Son projet d'« École de la Joie » vise à développer tout le potentiel de chaque élève par la joie, le bonheur et la liberté, car un enfant triste n'apprend pas. Les enfants apprennent en jouant dans un cadre de travail et d'activité qu'il appelle le « champ de contrainte », un climat nécessaire au travail, ainsi que les raisons qui permettent aux enfants d'étudier, de rechercher et de consulter de leur propre initiative, sans ordre ni discipline. Pour cet auteur, la communauté n'est qu'un moyen de développer l'homme et la femme communistes.

Critiques et perspectives

L'analyse marxiste de l'école capitaliste (Bourdieu, Althusser)

Les travaux des sociologues français Pierre Bourdieu et Passeron (La Reproduction), de Baudelot et Establet (L'École capitaliste en France), et les théories d'Althusser, ont en commun l'application des catégories et de la méthodologie marxiste pour l'analyse du système scolaire.
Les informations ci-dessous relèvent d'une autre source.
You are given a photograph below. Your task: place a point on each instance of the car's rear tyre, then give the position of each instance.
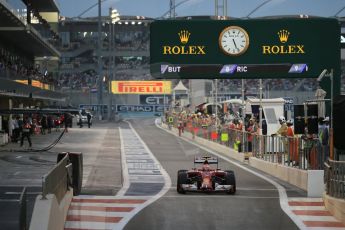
(181, 179)
(230, 180)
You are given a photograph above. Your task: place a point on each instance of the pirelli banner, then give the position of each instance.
(141, 87)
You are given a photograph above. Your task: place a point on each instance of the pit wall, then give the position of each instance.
(49, 214)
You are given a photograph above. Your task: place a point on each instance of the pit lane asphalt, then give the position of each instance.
(100, 146)
(255, 205)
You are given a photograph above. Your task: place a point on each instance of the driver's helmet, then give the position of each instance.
(281, 119)
(205, 167)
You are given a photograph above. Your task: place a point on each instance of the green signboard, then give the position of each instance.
(252, 48)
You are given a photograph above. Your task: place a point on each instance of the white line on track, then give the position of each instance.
(283, 199)
(151, 199)
(220, 196)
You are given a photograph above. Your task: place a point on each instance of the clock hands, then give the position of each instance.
(234, 43)
(233, 40)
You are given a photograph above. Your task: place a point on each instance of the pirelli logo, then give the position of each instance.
(141, 87)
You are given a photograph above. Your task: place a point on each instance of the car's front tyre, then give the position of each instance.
(230, 180)
(182, 178)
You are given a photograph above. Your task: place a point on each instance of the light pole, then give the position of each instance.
(114, 18)
(329, 74)
(99, 63)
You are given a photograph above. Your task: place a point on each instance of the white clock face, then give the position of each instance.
(234, 40)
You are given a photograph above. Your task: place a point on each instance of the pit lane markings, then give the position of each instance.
(283, 198)
(107, 212)
(313, 213)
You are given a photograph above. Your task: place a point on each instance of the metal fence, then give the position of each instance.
(335, 178)
(58, 179)
(299, 151)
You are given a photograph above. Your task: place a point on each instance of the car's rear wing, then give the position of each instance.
(210, 160)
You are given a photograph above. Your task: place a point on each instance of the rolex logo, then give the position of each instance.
(184, 36)
(283, 35)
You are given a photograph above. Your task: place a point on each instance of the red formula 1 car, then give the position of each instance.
(206, 179)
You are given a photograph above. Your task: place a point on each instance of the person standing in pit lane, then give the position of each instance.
(26, 132)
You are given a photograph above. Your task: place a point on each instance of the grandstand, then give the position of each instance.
(17, 58)
(78, 69)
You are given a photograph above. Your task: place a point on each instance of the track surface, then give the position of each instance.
(255, 205)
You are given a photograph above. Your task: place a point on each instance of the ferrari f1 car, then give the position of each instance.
(205, 178)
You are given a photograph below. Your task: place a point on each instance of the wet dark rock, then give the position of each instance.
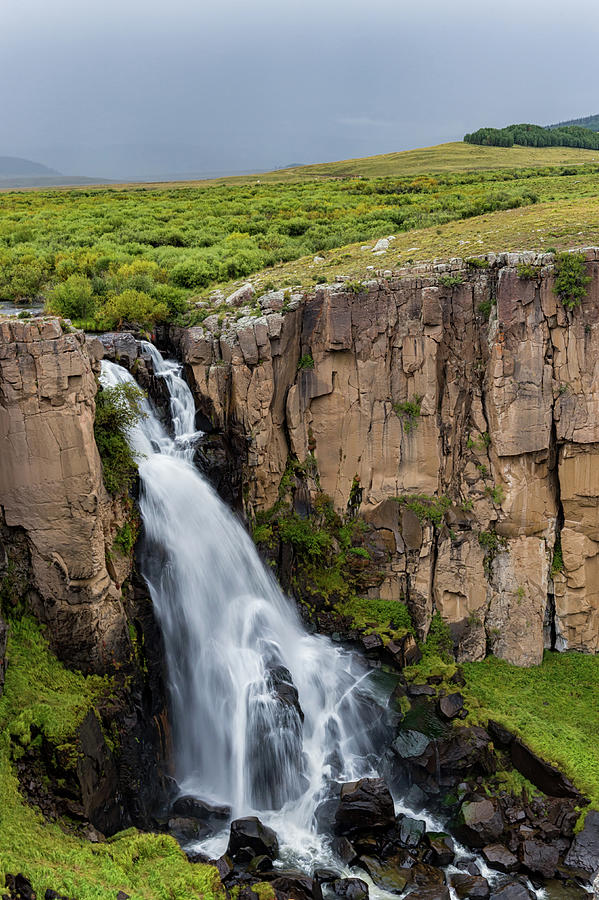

Le résumé de cette école de pensée, qui a eu de nombreux adeptes, est la tendance de l'école à reproduire la situation actuelle injuste. Les élèves sont contraints de répéter le sort de leur propre classe sociale. Les conditions sociales, dès l'entrée des élèves, perpétuent l'inégalité, même si l'école tente d'expliquer ces inégalités par la richesse naturelle des individus.

Bogdan Suchodolski : l'éducation pour la nouvelle civilisation

La théorie éducative la plus intéressante du pédagogue polonais Suchodolski prépare la jeunesse à un avenir mondial, une nouvelle civilisation dans laquelle il n'y a ni exploiteurs ni exploités, fondée sur le respect des êtres humains, créatifs et critiques, et dans laquelle est possible une participation active au développement social et à la vie culturelle. L'enseignement du passé est inefficace pour éduquer les jeunes à la responsabilité et aux valeurs.

La proposition de Suchodolski inclut également le travail conçu comme une réalisation de soi. Il propose de joindre les leçons générales et professionnelles, le social et le particulier, à tous les stades de la vie de l'homme. La nouvelle civilisation aspire à intégrer le développement de toutes les puissances de l'homme, tant artistiques qu'intellectuelles et morales, dans un champ de coopération sociale.